On Thu, Apr 23, 2009 at 9:34 PM, Tim Allen <tim at commsecure.com.au> wrote:
> Tim Hughes <thughes at thegoldfish.org> wrote:
>> Am I completly missing the point here or is there something incorrect with
>> my code.
> Yes, it seems you have missed the point somewhere.
>>     def blocking_method(self, duration=5):
>>         """block the instance for a specified duration"""
>>         started = time.asctime()
>>         time.sleep(duration)
>>         data = "I started at %s and i slept %d seconds then woke at %s" %
>> (started, duration, time.asctime())
>>         return data
>>     def blocking_method_fixed(self, duration=5):
>>         d = Deferred()
>>         d.callback(self.blocking_method(duration))
>>         return d
> Your blocking_method_fixed() wraps the result of blocking_method() in a
> Deferred, but it doesn't actually do anything to prevent
> blocking_method() from blocking. Deferreds have no magical ability to
> prevent things from blocking on their own, they are just a tool you can
> use to handle some of the control-flow issues that arise when writing
> non-blocking code.
> For example, here's a method that does more or less what
> blocking_method() does, but in a non-blocking manner:
>    def non_blocking_method(self, duration=5):
>        started = time.asctime()
>        d = Deferred()
>        reactor.callLater(duration, d.callback, None)
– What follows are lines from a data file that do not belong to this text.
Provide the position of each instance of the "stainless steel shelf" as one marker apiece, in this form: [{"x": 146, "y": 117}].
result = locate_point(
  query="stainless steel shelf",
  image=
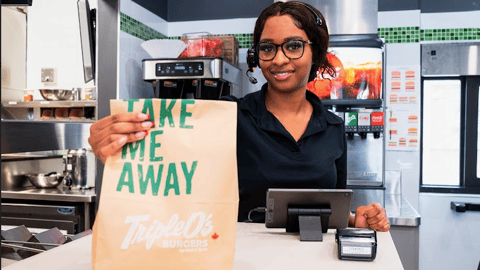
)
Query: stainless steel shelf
[
  {"x": 50, "y": 104},
  {"x": 55, "y": 121}
]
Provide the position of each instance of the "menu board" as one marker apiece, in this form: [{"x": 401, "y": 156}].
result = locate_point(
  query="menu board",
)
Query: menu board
[{"x": 402, "y": 116}]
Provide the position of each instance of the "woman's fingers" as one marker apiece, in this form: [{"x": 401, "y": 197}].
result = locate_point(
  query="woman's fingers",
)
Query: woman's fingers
[
  {"x": 108, "y": 135},
  {"x": 115, "y": 143}
]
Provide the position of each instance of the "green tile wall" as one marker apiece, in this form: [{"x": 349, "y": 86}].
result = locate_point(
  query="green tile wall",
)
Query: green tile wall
[
  {"x": 413, "y": 34},
  {"x": 409, "y": 34},
  {"x": 244, "y": 40},
  {"x": 450, "y": 34},
  {"x": 138, "y": 29}
]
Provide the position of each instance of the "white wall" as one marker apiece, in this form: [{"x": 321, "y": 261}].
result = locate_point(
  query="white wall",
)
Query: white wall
[
  {"x": 448, "y": 240},
  {"x": 14, "y": 36},
  {"x": 53, "y": 41},
  {"x": 403, "y": 55}
]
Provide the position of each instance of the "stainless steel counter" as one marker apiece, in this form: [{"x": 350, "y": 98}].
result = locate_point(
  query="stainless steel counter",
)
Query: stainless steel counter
[
  {"x": 51, "y": 194},
  {"x": 256, "y": 247},
  {"x": 400, "y": 212}
]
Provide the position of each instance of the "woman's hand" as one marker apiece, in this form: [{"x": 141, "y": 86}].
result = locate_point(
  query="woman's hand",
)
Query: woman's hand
[
  {"x": 372, "y": 216},
  {"x": 108, "y": 135}
]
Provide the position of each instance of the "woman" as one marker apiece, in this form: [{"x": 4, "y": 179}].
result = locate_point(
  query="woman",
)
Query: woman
[{"x": 286, "y": 138}]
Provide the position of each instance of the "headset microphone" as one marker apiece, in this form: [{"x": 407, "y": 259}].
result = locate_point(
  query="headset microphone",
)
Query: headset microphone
[
  {"x": 252, "y": 61},
  {"x": 250, "y": 78}
]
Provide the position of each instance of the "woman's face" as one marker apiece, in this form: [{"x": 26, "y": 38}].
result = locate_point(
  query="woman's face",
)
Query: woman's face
[{"x": 281, "y": 73}]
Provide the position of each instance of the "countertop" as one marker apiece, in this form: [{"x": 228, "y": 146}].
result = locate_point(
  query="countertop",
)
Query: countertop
[
  {"x": 256, "y": 248},
  {"x": 51, "y": 194},
  {"x": 400, "y": 212}
]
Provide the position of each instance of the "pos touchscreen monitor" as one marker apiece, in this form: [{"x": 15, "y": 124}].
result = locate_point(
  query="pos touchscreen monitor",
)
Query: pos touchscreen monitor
[{"x": 308, "y": 211}]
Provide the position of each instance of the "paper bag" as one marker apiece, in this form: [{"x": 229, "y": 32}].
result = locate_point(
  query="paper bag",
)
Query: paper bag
[{"x": 170, "y": 201}]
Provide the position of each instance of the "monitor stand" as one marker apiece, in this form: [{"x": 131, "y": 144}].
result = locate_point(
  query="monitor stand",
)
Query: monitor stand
[{"x": 310, "y": 221}]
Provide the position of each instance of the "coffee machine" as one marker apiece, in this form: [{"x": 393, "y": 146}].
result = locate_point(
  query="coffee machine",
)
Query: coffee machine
[{"x": 193, "y": 78}]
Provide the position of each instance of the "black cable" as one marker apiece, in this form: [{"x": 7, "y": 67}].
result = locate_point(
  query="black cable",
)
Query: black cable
[{"x": 258, "y": 209}]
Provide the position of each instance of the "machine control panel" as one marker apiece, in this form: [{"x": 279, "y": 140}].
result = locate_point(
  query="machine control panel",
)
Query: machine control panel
[{"x": 179, "y": 69}]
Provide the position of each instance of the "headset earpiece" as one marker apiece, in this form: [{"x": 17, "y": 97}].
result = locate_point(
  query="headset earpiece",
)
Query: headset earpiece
[{"x": 252, "y": 57}]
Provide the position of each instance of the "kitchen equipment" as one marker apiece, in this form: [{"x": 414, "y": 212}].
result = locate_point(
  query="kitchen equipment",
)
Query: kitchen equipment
[
  {"x": 15, "y": 167},
  {"x": 57, "y": 94},
  {"x": 359, "y": 97},
  {"x": 200, "y": 78},
  {"x": 76, "y": 168},
  {"x": 49, "y": 180},
  {"x": 164, "y": 48},
  {"x": 77, "y": 93}
]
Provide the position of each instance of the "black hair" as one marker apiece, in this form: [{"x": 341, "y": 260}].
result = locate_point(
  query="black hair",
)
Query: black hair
[{"x": 305, "y": 20}]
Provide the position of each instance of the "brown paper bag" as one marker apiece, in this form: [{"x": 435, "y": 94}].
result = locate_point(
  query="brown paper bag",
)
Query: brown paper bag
[{"x": 170, "y": 201}]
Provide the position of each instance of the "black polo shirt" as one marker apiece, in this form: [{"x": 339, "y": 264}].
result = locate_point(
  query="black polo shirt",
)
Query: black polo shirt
[{"x": 269, "y": 157}]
>        def do_stuff_after_timeout(result):
>            # Here, 'result' will contain the None we passed to
>            # callLater
>            data = "I started at %s and I slept %d seconds then woke " \
>                   "at %s" % (started, duration, time.asctime())
>            return data
>        d.addCallback(do_stuff_after_timeout)
>        return d
> See how the method does some initial preparation, then schedules a
> callback to be run after the long-running operation has completed.
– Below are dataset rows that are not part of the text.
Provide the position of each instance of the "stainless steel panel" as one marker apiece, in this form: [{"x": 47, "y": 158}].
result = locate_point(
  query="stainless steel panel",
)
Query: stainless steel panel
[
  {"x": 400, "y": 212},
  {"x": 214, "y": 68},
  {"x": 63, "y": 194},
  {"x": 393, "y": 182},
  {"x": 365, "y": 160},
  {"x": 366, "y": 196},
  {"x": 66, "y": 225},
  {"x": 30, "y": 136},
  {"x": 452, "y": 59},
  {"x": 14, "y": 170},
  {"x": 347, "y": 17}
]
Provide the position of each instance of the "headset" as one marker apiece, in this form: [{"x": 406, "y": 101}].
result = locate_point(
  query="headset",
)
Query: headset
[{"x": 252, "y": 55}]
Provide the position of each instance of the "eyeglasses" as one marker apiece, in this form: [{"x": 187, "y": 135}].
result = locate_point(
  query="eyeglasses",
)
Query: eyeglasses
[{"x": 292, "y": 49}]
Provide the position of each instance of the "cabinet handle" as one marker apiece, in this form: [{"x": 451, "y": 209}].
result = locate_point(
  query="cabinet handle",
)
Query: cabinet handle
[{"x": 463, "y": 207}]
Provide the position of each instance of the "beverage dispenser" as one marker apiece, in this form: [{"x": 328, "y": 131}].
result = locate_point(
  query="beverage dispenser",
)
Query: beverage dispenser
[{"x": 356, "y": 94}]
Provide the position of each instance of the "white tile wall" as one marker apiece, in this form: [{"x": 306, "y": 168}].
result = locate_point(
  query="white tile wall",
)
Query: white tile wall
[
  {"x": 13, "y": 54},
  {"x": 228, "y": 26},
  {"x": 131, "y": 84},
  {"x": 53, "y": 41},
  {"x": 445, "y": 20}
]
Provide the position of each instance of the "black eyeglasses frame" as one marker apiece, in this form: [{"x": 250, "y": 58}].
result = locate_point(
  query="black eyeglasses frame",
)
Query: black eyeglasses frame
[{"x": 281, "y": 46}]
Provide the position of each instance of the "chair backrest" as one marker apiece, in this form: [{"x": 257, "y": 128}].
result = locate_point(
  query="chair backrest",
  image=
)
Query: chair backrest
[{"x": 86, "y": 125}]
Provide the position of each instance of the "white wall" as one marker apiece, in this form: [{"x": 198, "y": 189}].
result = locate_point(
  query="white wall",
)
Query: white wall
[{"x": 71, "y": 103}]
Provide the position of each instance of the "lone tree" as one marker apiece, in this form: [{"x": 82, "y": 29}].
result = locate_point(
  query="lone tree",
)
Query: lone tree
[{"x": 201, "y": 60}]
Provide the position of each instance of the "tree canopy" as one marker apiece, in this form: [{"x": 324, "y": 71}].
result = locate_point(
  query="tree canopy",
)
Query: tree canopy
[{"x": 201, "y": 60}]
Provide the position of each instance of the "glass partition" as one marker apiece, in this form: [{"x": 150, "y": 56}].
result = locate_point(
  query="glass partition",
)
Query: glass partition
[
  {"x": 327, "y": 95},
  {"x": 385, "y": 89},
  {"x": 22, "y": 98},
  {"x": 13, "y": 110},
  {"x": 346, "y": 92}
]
> If you have a long-running network call to do instead of a simple
> sleep, there's probably a Twisted API or addon that will perform the
> call and give you back a Deferred, rather than blocking until it has an
> answer. If you're trying to use a third-party client library that
> doesn't offer a non-blocking API, about the only thing you can do is
> call that API in a thread, using the reactor.callInThread() method (but
> note that Twisted is not thread-safe, so the thing you call in a thread
> can't use any of Twisted's functionality except via
> reactor.callFromThread())

The above email makes a great FAQ item, IMO.  I know there's already
docs covering this, but this issue comes up soooo many times (it took
me a month to wrap my head around it initially) that it wouldn't hurt
to hit the issue from many directions in many styles.